We are unabashed, die-hard chocolate lovers, so you might think that we love all chocolate ice cream. Not so. We are, in fact, so picky that it took us some time (and eating lots of chocolate) to create a chocolate ice cream we are happy with.
With your first spoonful, you’ll immediately realize this ice cream is a different beast altogether. This is a deep, rich chocolate ice cream, the most chocolatey chocolate ice cream we’ve ever had, as if you took a dark chocolate candy bar and made ice cream out of it. We use unsweetened 99% cacao Michel Cluizel chocolate and unsweetened cocoa powder, which both deliver an intense chocolate taste. We keep the sugar to a minimum: enough to make the ice cream pleasantly sweet, but not nearly enough to make it cloying.
MAKES ABOUT 1 QUART
SPECIAL EQUIPMENT
Immersion blender
1½ cups heavy cream
1½ cups plus 2 tablespoons whole milk
¾ cup plus 2 tablespoons (175 grams) sugar
½ teaspoon (2 grams) kosher salt
6 large egg yolks
2 ounces (56 grams) unsweetened chocolate discs (99% cacao), preferably Michel Cluizel (see Sources)
¼ cup (28 grams) unsweetened cocoa powder
1. Pour the cream and milk into a double boiler or a heatproof bowl set over a saucepan of simmering water (the bottom of the bowl should not touch the water). Whisk in ¼ cup (50 grams) of the sugar and the salt and stir until both have dissolved. Warm the mixture until you see steam rising from the top.
2. Meanwhile, prepare an ice bath in a large bowl and set another bowl over it. Set aside.
3. In a medium bowl, with a kitchen towel underneath it to prevent slipping, whisk together the egg yolks with the remaining ½ cup plus 2 tablespoons (125 grams) sugar until uniform. While whisking, add a splash of the hot dairy mixture to the yolks. Continue to add the dairy mixture, whisking it in bit by bit, until you’ve added about half. Add the yolk mixture to the remaining dairy mixture in the double boiler. Set the heat under the double boiler to medium and cook the custard, stirring continuously with a wooden spoon and reducing the heat to medium-low as necessary, until steam begins to rise from the surface and the custard thickens enough to coat the back of the spoon. Hold the spoon horizontally and run your finger through the custard. If the trail left by your finger stays separated, the custard is ready to be cooled. Remove the custard from the heat and stir in the chocolate and cocoa powder until the chocolate has melted completely and, using an immersion blender, buzz the custard until it is uniform.

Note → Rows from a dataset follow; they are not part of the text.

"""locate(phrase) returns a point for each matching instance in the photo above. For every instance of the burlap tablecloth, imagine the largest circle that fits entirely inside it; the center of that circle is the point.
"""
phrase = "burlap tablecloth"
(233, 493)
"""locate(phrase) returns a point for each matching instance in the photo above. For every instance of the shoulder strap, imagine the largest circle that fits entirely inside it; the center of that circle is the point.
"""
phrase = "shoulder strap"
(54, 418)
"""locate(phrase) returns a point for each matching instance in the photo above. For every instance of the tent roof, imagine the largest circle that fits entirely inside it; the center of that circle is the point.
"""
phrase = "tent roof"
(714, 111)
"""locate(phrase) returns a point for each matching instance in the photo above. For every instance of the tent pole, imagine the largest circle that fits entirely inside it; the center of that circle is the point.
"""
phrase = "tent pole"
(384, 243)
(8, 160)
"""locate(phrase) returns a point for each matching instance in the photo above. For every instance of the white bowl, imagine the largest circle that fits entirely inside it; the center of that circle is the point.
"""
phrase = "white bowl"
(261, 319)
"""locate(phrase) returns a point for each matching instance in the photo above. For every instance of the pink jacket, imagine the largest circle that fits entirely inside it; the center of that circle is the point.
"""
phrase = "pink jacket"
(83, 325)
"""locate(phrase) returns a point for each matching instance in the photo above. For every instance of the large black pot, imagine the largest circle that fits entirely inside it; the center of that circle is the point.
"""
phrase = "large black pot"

4. Strain the custard into the bowl sitting over the prepared ice bath and stir for 3 to 5 minutes, or until the custard has cooled. Transfer the custard to a quart-size container, cover, and refrigerate for at least 4 hours or, preferably, overnight. When properly chilled and hydrated, the custard will be thick, like pudding.
5. Pour the chilled custard into an ice cream maker and freeze according to the manufacturer’s instructions. Place the container in which you refrigerated the custard in the freezer so you can use it to store the finished ice cream. Churn the ice cream until the texture resembles “soft serve.” Transfer the ice cream to the chilled storage container and freeze until hardened to your desired consistency. Alternatively, you can serve it immediately—it will be the consistency of gelato. The ice cream will keep, frozen, for up to 7 days.